He basically said that he already knew that I had more of a connection with her than with him and he didn't mind; that he didn't really understand whatever was going on and because he could see that she was making me happy. He said that he was glad that there wasn't anything sexual going on but it hadn't really occurred to him that there might be. He even suggested that I stay friends with her if she can sort out her own feelings. 

I suggested that we go for counselling and he said that he didn't have anything to say. I said that I wanted to talk anyway and he essentially told me he'd didn't really want to hear it. 

I just feel really blah about it. He was so emotionally detached about the whole thing. He's always been a man of few words but if he told me that he was closer to a friend than to me I'd be heartbroken. 
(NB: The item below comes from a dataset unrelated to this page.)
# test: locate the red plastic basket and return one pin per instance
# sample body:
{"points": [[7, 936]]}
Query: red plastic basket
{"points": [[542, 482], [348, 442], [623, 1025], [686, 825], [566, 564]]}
I'll definitely go to counselling by myself though; I went just after we lost the babies but I think I was mostly in shock at that point.


----------



## Homemaker_Numero_Uno (Jan 18, 2011)

You should go for counseling so you can figure out what's going on with yourself. It could be that besides the bonding over your childrens' deaths, you saw her as a safe person for your affection because naturally you can't get pregnant with her, and that's a lot safer than getting pregnant and then even having a child who lives, then you worry about the kid for the rest of your life...

BUT, if that's the case, trust me, after a while you stop worrying about your kids dying. I mean, it's there, but it's not overwhelmingly large, and you also figure out how resilient you are.

I lost my first child, and the advice my OB gave me was to get pregnant again as soon as I was able. It sounded harsh, but I trusted him as he was a friend. He was right. Humans are really resilient.

Anyhow, nobody can really figure this out but you. There are some theories, but you should go to IC and reach your own conclusion. 

There is always risk in life of losing people close to you. It goes with the territory. What would be even worse is not being able to form any kind of connection at all out of fear.

Your husband may just be more pragmatic than you. And less hormonal. He's already realized that even though he would like to get pregnant, he is only 1/2 of the joint equation. I wouldn't call it detached, although it's certainly a different way of handling attachments than your own. No way is wrong...some people just tend to be more rational about what makes them happy or content, or okay with going on to the next day/moment.


----------



## 12345Person (Dec 8, 2013)

Get rid of your friend.

Drag your husband to Marriage Counseling. DRAG him.


----------



## lordmayhem (Feb 7, 2011)

IDK12334 said:


> I just feel really blah about it. He was so emotionally detached about the whole thing. He's always been a man of few words but if he told me that he was closer to a friend than to me I'd be heartbroken.


If you told him you were in an EA with a man, he would hit the roof. Some men don't feel as threatened by an OW as they would an OM. That's not me, but some don't. He's suddenly see the light if you told him you were running off with this woman and divorcing him for her.

IMHO, an affair is an affair, whether it be with someone of the opposite sex or same sex.


----------